President Donald Trump claimed Central American migrant caravans slowly moving toward the U.S. include “very tough fighters” who “fought back hard and viciously” against Mexican soldiers at the border, in his latest warning about the migrants in the lead up to next week’s midterm election.

Trump said some of the soldiers were injured and overwhelmed by members of the caravans, the first of which is comprised mostly of women and children and the other made up of primarily young people. Trump’s tweet was referring to reports Sunday that a group of migrants broke through a gate at Guatemala’s border, clashing with local police.

The president was also critical of Mexico, declaring that Mexican soldiers “were unable, or unwilling to stop” the migrants. His Press Secretary Sarah Sanders, however, told Fox News that Mexico has “stepped up in an unprecedented way.”

FILE - A police officer helps a Honduran migrant, part of a caravan trying to
FILE – A police officer helps a Honduran migrant, part of a caravan trying to reach the U.S., as she storms a border checkpoint to cross into Mexico, in Ciudad Hidalgo, Mexico, Oct. 19, 2018.

Earlier this week, Trump ordered the deployment of 5,200 troops to the southwest border. Trump said Wednesday, “Many more troops are coming” and vowed not to allow the caravans, which he claimed include “some very bad thugs and gang members” to cross our “sacred” border.


The first caravan, whose numbers have dwindled to less than 4,000, was in the southern city of Juchitan on Wednesday, about 1,400 kilometers (870 miles) from McAllen, Texas.

The second, smaller U.S.-bound caravan of about 2,000 people forced its way into Mexico on Monday from the Guatemalan border. It settled down Tuesday in the Mexican town of Tapachula, an AFP reporter said. Tapachula is about 1,850 kilometers (1,150 miles) from McAllen.

Trump has used the caravans to rally his Republican base before the Nov. 6 midterm elections, declaring on several occasions their approach toward the United States constitutes a "national emergency."

In addition to deploying more troops to the border, Trump has escalated his criticism of the migrants recently. He said on Monday he wants to construct tent cities to house asylum-seekers indefinitely, an apparent disregard of court orders that forbid long-term detention of families or children.

On Tuesday, he announced plans to end by executive order the right to U.S. citizenship for babies born in the United States to noncitizens.

People walk in a caravan of migrants departing from El Salvador en route to t
People walk in a caravan of migrants departing from El Salvador en route to the United States, in San Salvador, El Salvador, Oct. 31, 2018.

Trump said on Oct. 23 he had no evidence people of Middle Eastern descent joined the large caravan, toning down an allegation he had recently made.

"There's no proof of anything.
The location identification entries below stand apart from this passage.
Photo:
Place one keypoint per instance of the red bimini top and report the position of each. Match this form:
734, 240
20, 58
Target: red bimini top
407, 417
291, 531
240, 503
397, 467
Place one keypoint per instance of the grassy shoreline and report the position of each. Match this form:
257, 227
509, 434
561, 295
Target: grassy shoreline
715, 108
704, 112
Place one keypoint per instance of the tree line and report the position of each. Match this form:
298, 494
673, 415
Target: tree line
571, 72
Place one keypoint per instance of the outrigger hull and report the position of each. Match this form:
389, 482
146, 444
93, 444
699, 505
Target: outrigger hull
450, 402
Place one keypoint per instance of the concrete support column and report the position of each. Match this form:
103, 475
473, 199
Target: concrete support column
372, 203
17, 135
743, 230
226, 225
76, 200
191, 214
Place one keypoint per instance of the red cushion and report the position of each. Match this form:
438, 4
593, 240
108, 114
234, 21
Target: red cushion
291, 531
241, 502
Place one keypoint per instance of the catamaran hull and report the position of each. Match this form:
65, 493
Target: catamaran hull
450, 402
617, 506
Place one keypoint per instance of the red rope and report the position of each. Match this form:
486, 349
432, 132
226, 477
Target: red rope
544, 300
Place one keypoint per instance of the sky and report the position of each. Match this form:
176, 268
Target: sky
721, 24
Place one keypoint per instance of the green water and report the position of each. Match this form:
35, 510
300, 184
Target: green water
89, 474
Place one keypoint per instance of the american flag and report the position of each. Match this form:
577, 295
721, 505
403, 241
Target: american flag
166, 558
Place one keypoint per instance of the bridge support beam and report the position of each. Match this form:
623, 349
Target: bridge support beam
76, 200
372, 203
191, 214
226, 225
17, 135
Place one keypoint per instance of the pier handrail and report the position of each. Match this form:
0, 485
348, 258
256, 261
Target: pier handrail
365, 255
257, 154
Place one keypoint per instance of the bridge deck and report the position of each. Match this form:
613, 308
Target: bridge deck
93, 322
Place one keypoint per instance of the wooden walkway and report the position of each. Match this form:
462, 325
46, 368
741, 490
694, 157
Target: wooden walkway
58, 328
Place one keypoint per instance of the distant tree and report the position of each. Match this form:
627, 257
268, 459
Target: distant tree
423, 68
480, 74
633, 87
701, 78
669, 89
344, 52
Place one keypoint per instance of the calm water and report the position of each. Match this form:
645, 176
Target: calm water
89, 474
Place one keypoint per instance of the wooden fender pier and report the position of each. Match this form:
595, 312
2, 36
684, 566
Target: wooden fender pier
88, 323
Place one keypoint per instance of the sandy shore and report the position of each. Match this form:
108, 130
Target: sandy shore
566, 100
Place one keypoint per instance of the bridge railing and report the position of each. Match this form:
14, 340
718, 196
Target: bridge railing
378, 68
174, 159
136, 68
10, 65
But there could very well be," Trump said in remarks at the White House.

The migrants from Honduras say they are seeking to escape deteriorating crime-related, political and economic conditions. President Juan Orlando Hernandez was re-elected last November in an election many Hondurans suspected was fraudulent, but was recognized by the United States.

Migrants from El Salvador and Guatemala have also joined the caravans.

The U.N. Refugee Agency has urged the Trump administration to allow people fleeing persecution and violence to request asylum on U.S. territory. The United Nations says about 1,500 people from the caravans have asked for asylum in Mexico.

If the caravans follow the same approach of previous migrant groups, they are likely to continue to lose members in the coming weeks.